Job Management Guide (4)
By Hongyu Xiao
Contact: hongyu.xiao@ou.edu
Using SLURM for Efficient Computing
While Jupyter notebook access through tunneling is available, using SLURM for job management often provides better efficiency and resource utilization. Here's my template for a basic SLURM script:
Here's an example of a GPU-enabled SLURM script for deep learning tasks:
#!/bin/bash
#SBATCH --partition=disc_dual_a100 # GPU partition
#SBATCH --gres=gpu:1 # Request 1 GPU
#SBATCH --output=job_%J_.txt # Output file
#SBATCH --error=job_%J_.txt # Error file
#SBATCH --ntasks=1 # Number of tasks
#SBATCH --mem=100G # Memory request
#SBATCH --time=24:00:00 # Time limit
# Run your deep learning script
python your_training_script.py
When using GPU resources, make sure to specify the appropriate partition (disc_dual_a100) and request GPU resources using the --gres flag.
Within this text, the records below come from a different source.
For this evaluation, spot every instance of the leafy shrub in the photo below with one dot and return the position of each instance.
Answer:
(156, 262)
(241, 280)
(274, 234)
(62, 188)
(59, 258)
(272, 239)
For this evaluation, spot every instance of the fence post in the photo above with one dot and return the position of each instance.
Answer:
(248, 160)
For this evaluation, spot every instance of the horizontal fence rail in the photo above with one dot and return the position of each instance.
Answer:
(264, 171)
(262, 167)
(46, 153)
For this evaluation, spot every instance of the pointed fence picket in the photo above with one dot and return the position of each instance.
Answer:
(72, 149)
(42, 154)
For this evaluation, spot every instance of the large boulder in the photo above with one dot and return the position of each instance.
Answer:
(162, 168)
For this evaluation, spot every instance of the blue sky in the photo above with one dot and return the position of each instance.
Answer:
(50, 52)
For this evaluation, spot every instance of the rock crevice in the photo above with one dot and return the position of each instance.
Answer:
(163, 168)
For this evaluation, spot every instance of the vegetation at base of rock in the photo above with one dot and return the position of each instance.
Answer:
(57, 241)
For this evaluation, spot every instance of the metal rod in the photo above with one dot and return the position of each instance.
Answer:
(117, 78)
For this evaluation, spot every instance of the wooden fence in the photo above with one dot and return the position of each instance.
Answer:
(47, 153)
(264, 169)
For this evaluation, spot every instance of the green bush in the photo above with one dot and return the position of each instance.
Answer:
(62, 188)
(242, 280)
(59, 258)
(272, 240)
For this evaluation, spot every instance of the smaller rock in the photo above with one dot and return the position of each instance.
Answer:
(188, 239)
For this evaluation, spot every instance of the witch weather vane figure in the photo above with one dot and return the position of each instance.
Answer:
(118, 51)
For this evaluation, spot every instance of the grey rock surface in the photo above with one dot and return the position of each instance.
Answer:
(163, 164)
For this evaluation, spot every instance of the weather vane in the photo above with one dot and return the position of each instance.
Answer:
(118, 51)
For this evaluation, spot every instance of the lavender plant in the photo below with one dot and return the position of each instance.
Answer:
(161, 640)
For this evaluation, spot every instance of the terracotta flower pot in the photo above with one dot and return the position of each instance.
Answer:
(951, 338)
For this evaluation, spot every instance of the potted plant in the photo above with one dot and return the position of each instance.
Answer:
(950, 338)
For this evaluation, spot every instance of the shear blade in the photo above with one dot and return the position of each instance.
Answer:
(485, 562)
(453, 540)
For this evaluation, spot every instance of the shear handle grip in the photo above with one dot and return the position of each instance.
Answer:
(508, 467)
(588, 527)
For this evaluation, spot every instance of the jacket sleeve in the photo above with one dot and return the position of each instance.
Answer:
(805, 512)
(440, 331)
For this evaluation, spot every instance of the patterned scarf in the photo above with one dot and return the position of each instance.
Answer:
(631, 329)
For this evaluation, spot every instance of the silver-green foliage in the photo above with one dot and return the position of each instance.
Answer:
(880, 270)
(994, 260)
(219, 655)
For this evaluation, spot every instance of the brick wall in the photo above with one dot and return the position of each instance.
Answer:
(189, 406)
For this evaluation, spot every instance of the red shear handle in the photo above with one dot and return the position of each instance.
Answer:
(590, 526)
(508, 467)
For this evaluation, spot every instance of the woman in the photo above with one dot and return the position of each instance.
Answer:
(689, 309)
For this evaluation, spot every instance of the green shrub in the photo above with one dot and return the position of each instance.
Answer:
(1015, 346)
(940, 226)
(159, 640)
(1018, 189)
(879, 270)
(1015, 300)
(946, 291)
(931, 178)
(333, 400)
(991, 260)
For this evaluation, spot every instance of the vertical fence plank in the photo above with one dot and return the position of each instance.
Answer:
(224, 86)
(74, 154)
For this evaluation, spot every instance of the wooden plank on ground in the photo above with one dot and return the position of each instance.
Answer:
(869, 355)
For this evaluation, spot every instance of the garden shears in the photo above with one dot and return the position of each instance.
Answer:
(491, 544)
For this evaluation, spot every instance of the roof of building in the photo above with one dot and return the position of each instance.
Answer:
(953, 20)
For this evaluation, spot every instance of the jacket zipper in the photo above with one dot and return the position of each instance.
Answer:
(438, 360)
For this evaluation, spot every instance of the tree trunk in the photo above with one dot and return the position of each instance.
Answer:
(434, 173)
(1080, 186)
This ensures your job gets scheduled on nodes with available GPUs.
To submit your SLURM job, use:
sbatch your_script.sbatch
Common SLURM commands for job management:
squeue
-u $USER # Check your job queue
scancel
job_id # Cancel a specific job
sinfo
# Check partition information
This approach allows for better resource management and more efficient execution of computational tasks compared to interactive notebook sessions.
Here are examples of using squeue
and grep
to monitor jobs:
# View all jobs in the queue
$ squeue
JOBID PARTITION NAME USER ST TIME NODES NODELIST(REASON)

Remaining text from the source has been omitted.